Le retour inattendu des prix du carburant au-dessus de 2 euros en France

Les automobilistes français accueillent une nouvelle préoccupante : les prix du gazole et du sans-plomb 95-E10 viennent de franchir à nouveau la barre symbolique de 2 euros le litre. Après une période d’accalmie observée début juillet, cette hausse inattendue pourrait ternir la fin de l’été pour de nombreux conducteurs.

EN BREF

  • Le gazole atteint 2,247 euros et le SP95-E10 2,024 euros en moyenne.
  • 18,5% des stations-services en France affichent des prix supérieurs à 2 euros.
  • Des aides gouvernementales pour les grands rouleurs restent en place jusqu’à fin août.

En début juillet, les prix des carburants étaient tombés à 1,87 euro le litre, offrant un répit aux consommateurs dont les budgets sont déjà affectés par l’inflation. Les automobilistes espéraient que cette tendance se poursuivrait jusqu’à la rentrée. Malheureusement, le contexte international a rapidement changé la donne.

Les conflits au Moyen-Orient continuent de peser sur les marchés pétroliers, tandis que les sanctions imposées à la Russie à la suite de l’invasion de l’Ukraine compliquent davantage la situation. Ce contexte est d’autant plus préoccupant pour la France, qui dépend de l’importation de la moitié de son gazole. Les tensions d’approvisionnement, notamment durant la période estivale, aggravent encore la situation.

Cette récente flambée des prix évoque des épisodes précédents marqués par une hausse soudaine. Par exemple, les tensions liées au conflit entre Israël et l’Iran avaient déjà entraîné une hausse inattendue des tarifs des carburants. Les prix actuels, selon Carbu.com, montrent un gazole à 2,247 euros le litre et le SP95-E10 à 2,024 euros, franchissant ainsi des seuils psychologiques en l’espace de quelques semaines.

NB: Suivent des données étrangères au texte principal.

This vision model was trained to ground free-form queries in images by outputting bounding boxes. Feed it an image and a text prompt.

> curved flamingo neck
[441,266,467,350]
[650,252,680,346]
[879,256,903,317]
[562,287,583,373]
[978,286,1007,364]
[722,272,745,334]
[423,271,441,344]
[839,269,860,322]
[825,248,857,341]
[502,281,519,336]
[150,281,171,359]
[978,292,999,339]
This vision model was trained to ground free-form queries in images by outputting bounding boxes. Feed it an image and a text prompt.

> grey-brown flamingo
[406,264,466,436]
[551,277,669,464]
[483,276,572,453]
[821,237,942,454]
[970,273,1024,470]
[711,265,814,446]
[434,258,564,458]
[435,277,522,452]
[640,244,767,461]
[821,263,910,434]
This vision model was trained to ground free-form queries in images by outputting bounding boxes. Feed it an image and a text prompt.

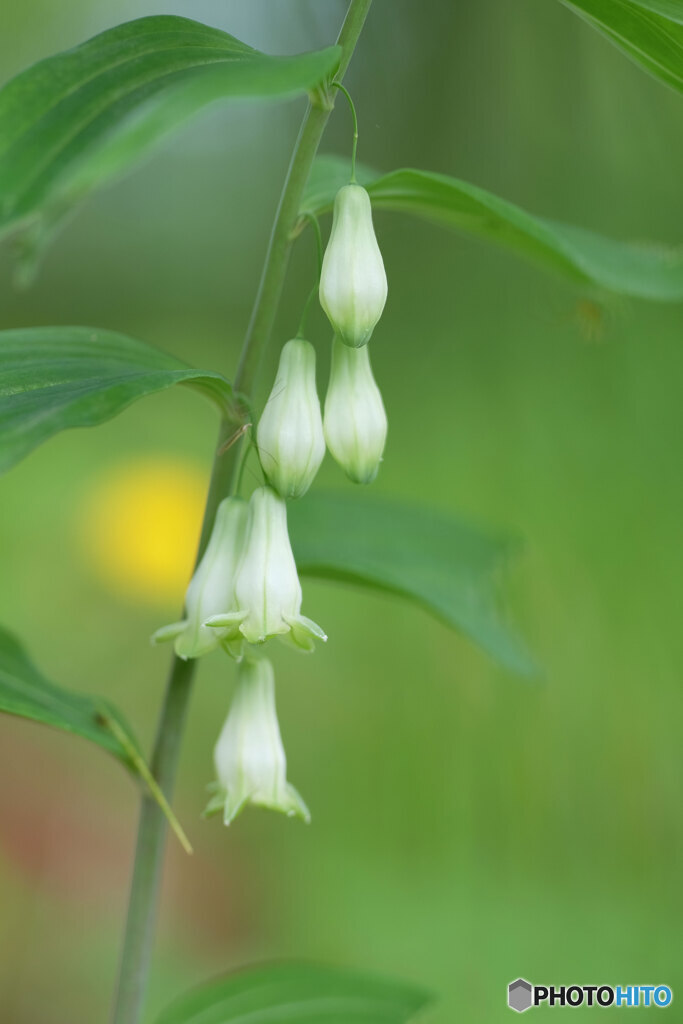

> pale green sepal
[281,615,328,651]
[202,611,249,630]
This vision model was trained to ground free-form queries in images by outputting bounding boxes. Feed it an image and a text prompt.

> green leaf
[0,15,339,249]
[0,627,139,771]
[290,492,536,675]
[157,965,430,1024]
[0,627,193,853]
[0,327,232,471]
[561,0,683,92]
[302,157,683,302]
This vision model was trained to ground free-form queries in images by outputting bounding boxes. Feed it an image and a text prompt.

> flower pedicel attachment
[206,487,327,650]
[206,656,310,825]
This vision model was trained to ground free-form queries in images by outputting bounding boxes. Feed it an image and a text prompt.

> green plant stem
[112,0,372,1024]
[332,82,358,185]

Le ministère de l’Économie confirme cette tendance alarmante, indiquant qu’environ 1 842 stations sur les 10 000 que compte le pays affichent désormais des prix dépassant les 2 euros le litre. Cela représente 18,5 % du réseau national, soit presque une station sur cinq où le plein devient nettement plus coûteux.

Il est d’autant plus frustrant de constater que des mesures avaient été mises en place pour prévenir une telle situation. La grande distribution avait lancé des opérations à prix coûtant, TotalEnergies avait instauré un plafonnement pour ses abonnés, et l’État avait introduit une aide spécifique pour les grands rouleurs. Malheureusement, ces garde-fous n’ont pas suffi face à la pression internationale croissante.

Toutefois, une note positive subsiste : l’aide gouvernementale pour les grands rouleurs reste accessible jusqu’à la fin du mois d’août, avec des perspectives de reconduction dans les semaines à venir. Ce soutien est crucial pour ceux qui utilisent leur véhicule pour le travail.

Il est également important de noter que toutes les stations ne sont pas dans la même situation. Certaines continuent d’afficher des prix inférieurs à 2 euros, notamment celles proposant des ventes à prix coûtant. Identifier ces enseignes avant de partir en vacances ou lors des pleins hebdomadaires peut significativement alléger le budget mensuel des automobilistes.

Malgré les aides et les possibilités de choix, la tendance actuelle suscite des inquiétudes. Les tensions géopolitiques et la dépendance structurelle aux importations rendent difficile un retour rapide à des prix sous les 1,90 euro observés en juillet. Certains automobilistes commencent déjà à envisager des alternatives, comme la conversion à l’éthanol, qui leur permettrait de réaliser des économies à chaque plein.

Le seuil des deux euros le litre, qui semblait appartenir à un passé révolu, fait à nouveau son apparition. Cette situation soulève des interrogations sur l’évolution future des prix : jusqu’où vont-ils grimper avant la rentrée ? Les automobilistes sont en droit de se poser cette question alors que la situation semble évoluer sans relâche.